Several manufacturers make marine-quality glass-fuse blocks, but I like Blue Sea Systems’ six-position AGC Fuse Block with Ground (part number 5015), which comes with a plastic cover for protection and spaces for labels. This fuse block could serve as the main distribution panel on a small boat, but for our purposes it’s an electronics sub-panel. Six positions are usually enough for most boats, since they will accommodate the requisite GPS receiver, depthsounder, stereo, VHF radio and radar set. If not, a second fuse block can easily be daisy-chained from the first.

Once you have your glass-fuse block, mount it close to your electronics in an accessible, visible, but protected location. Wire the fuse block to an appropriately sized breaker (15 amps seems to be standard) or fuse on your main distribution panel. This breaker can be labeled “Electronics” or “Sailing Instruments.” You may as well feed the fuse block with some fairly big wire, say 10 or 12 gauge, to provide a low-resistance path and plenty of capacity.

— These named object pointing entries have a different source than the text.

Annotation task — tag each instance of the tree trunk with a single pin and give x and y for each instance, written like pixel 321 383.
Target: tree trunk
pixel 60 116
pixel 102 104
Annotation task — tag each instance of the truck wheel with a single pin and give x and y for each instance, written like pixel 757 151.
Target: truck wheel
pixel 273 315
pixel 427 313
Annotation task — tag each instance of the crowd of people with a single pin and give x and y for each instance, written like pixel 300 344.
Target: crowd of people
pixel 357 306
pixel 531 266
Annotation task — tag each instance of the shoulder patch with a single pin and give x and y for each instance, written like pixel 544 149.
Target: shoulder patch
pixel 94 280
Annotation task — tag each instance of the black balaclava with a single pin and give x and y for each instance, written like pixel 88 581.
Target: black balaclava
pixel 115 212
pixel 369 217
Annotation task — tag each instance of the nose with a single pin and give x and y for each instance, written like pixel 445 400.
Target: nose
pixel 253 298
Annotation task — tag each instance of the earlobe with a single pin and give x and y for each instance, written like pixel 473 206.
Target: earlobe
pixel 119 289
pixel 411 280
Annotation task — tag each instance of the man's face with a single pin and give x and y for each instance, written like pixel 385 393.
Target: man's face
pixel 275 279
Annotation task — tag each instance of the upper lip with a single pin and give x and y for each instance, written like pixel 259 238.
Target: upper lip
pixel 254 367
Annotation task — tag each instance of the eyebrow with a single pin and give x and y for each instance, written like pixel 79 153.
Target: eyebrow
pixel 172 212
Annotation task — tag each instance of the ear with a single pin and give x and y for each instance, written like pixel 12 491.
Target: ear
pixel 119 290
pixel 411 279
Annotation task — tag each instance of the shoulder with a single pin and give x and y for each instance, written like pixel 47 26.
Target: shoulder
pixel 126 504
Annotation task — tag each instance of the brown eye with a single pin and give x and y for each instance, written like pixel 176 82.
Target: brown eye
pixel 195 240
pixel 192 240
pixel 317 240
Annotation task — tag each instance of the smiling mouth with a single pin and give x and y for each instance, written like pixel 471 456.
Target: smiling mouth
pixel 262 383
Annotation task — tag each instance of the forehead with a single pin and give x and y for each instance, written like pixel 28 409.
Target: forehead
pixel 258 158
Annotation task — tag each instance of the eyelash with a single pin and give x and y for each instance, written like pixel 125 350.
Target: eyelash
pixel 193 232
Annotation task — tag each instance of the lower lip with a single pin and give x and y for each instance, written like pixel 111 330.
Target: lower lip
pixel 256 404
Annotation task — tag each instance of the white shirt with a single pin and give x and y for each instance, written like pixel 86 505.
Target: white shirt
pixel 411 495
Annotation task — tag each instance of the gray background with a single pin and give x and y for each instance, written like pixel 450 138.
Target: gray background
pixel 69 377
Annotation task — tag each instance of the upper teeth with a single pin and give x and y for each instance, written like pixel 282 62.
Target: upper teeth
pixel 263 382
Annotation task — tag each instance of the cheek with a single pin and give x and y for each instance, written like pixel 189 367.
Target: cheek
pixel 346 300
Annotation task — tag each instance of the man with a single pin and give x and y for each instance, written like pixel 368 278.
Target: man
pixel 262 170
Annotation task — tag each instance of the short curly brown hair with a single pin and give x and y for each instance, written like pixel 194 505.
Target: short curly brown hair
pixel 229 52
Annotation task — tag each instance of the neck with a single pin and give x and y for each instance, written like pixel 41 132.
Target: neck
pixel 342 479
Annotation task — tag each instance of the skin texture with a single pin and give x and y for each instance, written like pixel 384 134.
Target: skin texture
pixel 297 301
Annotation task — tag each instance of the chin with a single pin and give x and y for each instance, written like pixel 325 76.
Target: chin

Now comes the fun part: cut all the in-line fuse holders off your electronic devices and bury them deep in the nearest landfill. As you do so, be sure to save the fuses themselves and note their sizes. These fuses, if they’re still working, can now be mounted in the new fuse block.

On many boats, the electronics are all mounted in about the same place. However, you may well have to extend some of the power leads using heat-shrink butt connectors and quality marine wire. Crimp marine-quality ring connectors to the ends of the power leads for each device—positive and negative—then screw the leads to the corresponding positive and negative terminals on the fuse block. Ideally, you should protect each crimp with heat-shrink tubing, or use heat-shrink terminals. To achieve the lowest-resistance connections, you should crimp, solder and heat-shrink.

Some devices, like my Furuno GPS, come with fuses on both the positive and negative leads. I wanted to keep all my fuses under one roof, so I had to customize my fuse block. I removed the positive bus bar and cut off one end to provide an isolated negative fuse holder, then used a wire jumper to connect the negative bus to this fuse holder.

Once you are finished, test each circuit and label each fuse accordingly.

Now each of your fuses is held in place by a sturdy, tin-plated copper holder, instead of a chintzy spring-loaded thing with funny little nubs. The leads connect to the fuse block with proper screw-down ring terminals, and all of the fuses for all of your electronics are in one easy-to-reach place.

This upgrade, costing around $35 for the fuse block and maybe another $30 in wire, terminals and peripheral hardware, is guaranteed to save you many headaches (like having your GPS go dead while entering a dicey harbor at night) and will tidy up and tame all the wiring to your most important devices onboard.

It is the manufacturer’s duty to provide circuit protection for their devices with these annoying in-line fuse holders. It is your duty as a self-respecting boatowner to chop them off and replace them with something seamanlike.